Partez à la découverte du plus mystérieux portrait de la collection.

Présentation de l'oeuvre

École italienne du début XVIIe, Portrait de Bartholomeus Bongus. Huile sur toile, 194,5 x 112,3 cm. Château d’Aulteribe (Sermentizon)

© Centre des monuments nationaux/Philippe Berthé

L’histoire matérielle du portrait est en soi énigmatique, puisque le tableau est agrandi en partie basse sur cinq centimètres. Deux grandes incrustations sont visibles sur la surface picturale, peut-être dues à une transposition d’un support bois vers une toile. Le tableau porte une inscription : « Bartholomeus Bongus Aeque Ann.Dni. MCDXVI », « également Bartholomeus Bongus, 1416 » ainsi qu’un motif héraldique à champ rebattu alterné (répétition de motifs binaires alternant deux couleurs), c’est-à-dire avec un nombre impair de séparation : Fascé d'or et de gueules de six pièces, armoiries répertoriées dans CAMOZZI VER - TOVA DE GHERARDI (1994) et sont celles de la famille Bonghi.

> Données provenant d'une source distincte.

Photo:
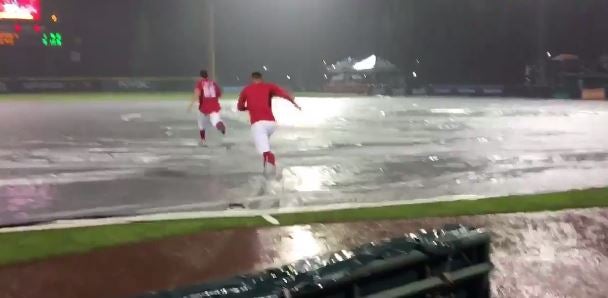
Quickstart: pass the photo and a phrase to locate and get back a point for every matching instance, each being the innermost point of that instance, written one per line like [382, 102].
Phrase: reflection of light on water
[302, 244]
[18, 199]
[308, 178]
[314, 112]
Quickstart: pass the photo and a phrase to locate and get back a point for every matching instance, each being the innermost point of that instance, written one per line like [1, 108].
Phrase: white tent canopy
[372, 63]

École italienne du début XVIIe, Portrait de Bartholomeus Bongus. Huile sur toile, 194,5 x 112,3 cm. Château d’Aulteribe (Sermentizon)

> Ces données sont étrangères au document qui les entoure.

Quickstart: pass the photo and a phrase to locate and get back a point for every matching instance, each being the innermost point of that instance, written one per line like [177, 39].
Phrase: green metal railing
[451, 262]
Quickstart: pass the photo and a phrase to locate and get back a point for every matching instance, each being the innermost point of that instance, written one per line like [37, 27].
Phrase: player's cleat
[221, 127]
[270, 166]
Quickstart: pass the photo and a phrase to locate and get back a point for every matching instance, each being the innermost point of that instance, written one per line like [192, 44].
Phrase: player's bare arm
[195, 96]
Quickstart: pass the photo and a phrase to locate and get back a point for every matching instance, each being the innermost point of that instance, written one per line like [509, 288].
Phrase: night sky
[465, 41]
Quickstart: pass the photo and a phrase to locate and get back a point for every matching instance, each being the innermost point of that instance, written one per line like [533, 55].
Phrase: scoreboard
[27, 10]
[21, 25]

© Centre des monuments nationaux

Le portrait possède le même encadrement que celui qui lui fait pendant, et qui s’avère être un portrait de Christine de Lorraine (1565-1637) par Giusto Sustermans. Ces deux tableaux ont peut-être été achetés ensembles, et donc avoir potentiellement un rapport entre eux, à moins qu’il ne s’agisse que d’un strict accrochage décoratif de deux portraits en pied, comme le suggère l’agrandissement en basse de cinq centimètres.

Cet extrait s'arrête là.